I reached out and passed a finger over the yellowed photograph, the words 'summer 1952' written on it. A wave of feelings and thoughts rushed toward me, I could feel the love he bore for the girls, the anticipation he held toward seeing them again. 

"Say, what district are you going to?" I asked him.

"I need to drop this on the north side of town. I'm just looking for an exit."

I leaned back against the seat and set my bag on my laps, unzipping it slightly, and fumbling around it blindly, my eyes still fixed on the road. In front of us, the traffic moved fluidly for once and Robert kept driving forward."

"Sixteen... Seventeen..." I counted, aloud. "Eighteen."

"What are you counting?"

"Exits."

"What?"

"You've passed eight-- Nineteen now -- exits since I asked you a few minutes ago." 

"What are you talking about?" He asked, looking at me like I was mad. 
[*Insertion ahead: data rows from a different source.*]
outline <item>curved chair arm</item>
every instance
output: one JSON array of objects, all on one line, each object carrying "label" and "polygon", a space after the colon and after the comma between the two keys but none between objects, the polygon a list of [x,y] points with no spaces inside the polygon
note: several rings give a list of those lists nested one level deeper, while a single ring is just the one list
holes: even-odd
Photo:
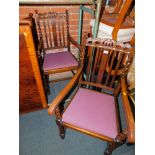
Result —
[{"label": "curved chair arm", "polygon": [[128,131],[127,139],[128,139],[128,142],[134,143],[135,142],[135,121],[134,121],[134,117],[128,100],[125,78],[121,78],[121,94],[123,99],[123,109],[125,112],[125,117],[127,122],[127,131]]},{"label": "curved chair arm", "polygon": [[79,68],[75,74],[75,76],[70,80],[67,86],[59,93],[59,95],[50,103],[48,114],[55,114],[56,107],[60,104],[60,102],[64,99],[64,97],[69,93],[69,91],[73,88],[78,78],[80,77],[82,72],[82,68]]}]

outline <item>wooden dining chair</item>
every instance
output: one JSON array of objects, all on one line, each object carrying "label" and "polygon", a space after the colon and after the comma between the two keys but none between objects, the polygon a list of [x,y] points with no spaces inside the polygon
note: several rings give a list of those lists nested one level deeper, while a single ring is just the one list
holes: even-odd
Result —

"How long have you been driving?"

"I left Chicago about thirty hours ago." He answered defensively.

"And what day was that?"

"Friday, December 19th!"

"December 19th was a Thursday."

"Buu-bu-but..." 

"What year is it?"

"1952 of course!"

I slipped my hand back in my bag and pulled out a small binder full of plastified paper clippings and a news paper. "What's the date you see?"
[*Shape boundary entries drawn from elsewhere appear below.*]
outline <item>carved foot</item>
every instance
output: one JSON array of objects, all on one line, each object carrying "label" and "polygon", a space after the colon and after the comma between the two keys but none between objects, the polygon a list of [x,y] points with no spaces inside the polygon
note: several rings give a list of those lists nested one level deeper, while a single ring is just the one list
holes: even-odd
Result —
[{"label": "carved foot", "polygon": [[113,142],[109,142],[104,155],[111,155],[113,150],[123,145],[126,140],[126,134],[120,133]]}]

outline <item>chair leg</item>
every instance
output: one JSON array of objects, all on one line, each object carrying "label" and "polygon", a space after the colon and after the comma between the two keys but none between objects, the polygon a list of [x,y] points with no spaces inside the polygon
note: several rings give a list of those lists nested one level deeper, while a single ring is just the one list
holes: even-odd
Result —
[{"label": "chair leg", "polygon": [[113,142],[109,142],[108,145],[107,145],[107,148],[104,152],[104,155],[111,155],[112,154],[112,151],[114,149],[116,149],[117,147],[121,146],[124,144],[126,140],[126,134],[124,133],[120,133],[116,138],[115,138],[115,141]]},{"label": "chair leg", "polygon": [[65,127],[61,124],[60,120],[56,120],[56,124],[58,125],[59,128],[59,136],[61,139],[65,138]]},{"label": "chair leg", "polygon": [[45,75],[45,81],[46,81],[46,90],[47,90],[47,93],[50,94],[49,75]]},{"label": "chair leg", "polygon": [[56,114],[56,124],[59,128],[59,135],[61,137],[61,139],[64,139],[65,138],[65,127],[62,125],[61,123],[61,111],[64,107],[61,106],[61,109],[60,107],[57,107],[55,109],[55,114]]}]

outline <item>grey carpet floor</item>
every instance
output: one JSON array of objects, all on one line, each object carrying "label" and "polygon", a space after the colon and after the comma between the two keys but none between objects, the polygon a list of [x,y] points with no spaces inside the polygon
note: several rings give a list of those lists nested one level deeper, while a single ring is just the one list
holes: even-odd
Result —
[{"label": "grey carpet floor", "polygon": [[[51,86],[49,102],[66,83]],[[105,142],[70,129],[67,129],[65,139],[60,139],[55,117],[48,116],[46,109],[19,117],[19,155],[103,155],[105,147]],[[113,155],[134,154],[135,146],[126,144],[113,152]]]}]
He grabbed the paper with one hand and read it. Several times by the movement of his eyes. "It can't be!"

I pulled one of the clipping and handed it to him. It was an article that dated from half a century ago. 'Fatal accident on I-80' The headline declared, the victim was Robert Calahan, 38, truck driver...

"What do you want with me?"

"I want to help, listen to me Robert, you haven't been driving for 32 hours, you've been driving this road for over sixty years, every night, you appear on I-80 heading west for an hour before disappearing, coming back here." 

The news seemed to be driving him insane. 

"What happened to me?"

"You're an echo, stuck in a loop that you couldn't break by yourself. You've been reliving the same day over and over, I can help you move on."

"How?"

I looked at the dashboard and removed the photo. "This, is your fetter, it's the vessel that contain the emotions that have bound you, here; your desire to come back to your girls, to help your wife."

"What happened to them?"

"Your wife died in '76, she died of a pulmonary cancer. Jackie married a man, she had six children including twins. Nicole, she's married to medicine, she became an oncologist." I put a hand on his shoulder. "Listen to me, they don't need you anymore. They've grown up, became women of their own right."

"Do they... Blamed me, you know for not being there for them?"

"No, when you died, your insurance let them live comfortable, even paid Nicole's college. If there's one thing she always regretted, it was never having met you..."

He drove lightly, parking on the edge of the freeway. "What do I have to do?"

"You've already done it. You broke the cycle, you've stopped." I said. "Now you have two choices, either you stay here, enter the city or you take that picture and you destroy it. If you do that, you'll fade away, I don't know where to. Maybe hell, maybe heaven, maybe something else, maybe nothing. But it's your choice."

"Will I see Emily again?"

"I'm sorry, but I don't know..."

"Thank you." He said, nodding and taking the picture away from me. "Can I ask you a question?" I nodded. "Why are you doing this?"

"I thought I could run away from who, from what I am. I was wrong... A part of me exist within the city, it called me back, reminded me there were things I had to finish..." I opened the door and started climbing down. "Good bye, Robert. Thanks for the lift."

I stepped down on the concrete and I heard a faint, ghostly whisper of thanks, as the photograph was ripped. The truck and it's driver faded away, going back into the flow of aether that filled the city.

"It's time to get to work..." I muttered to myself, pacing toward the nearest exit.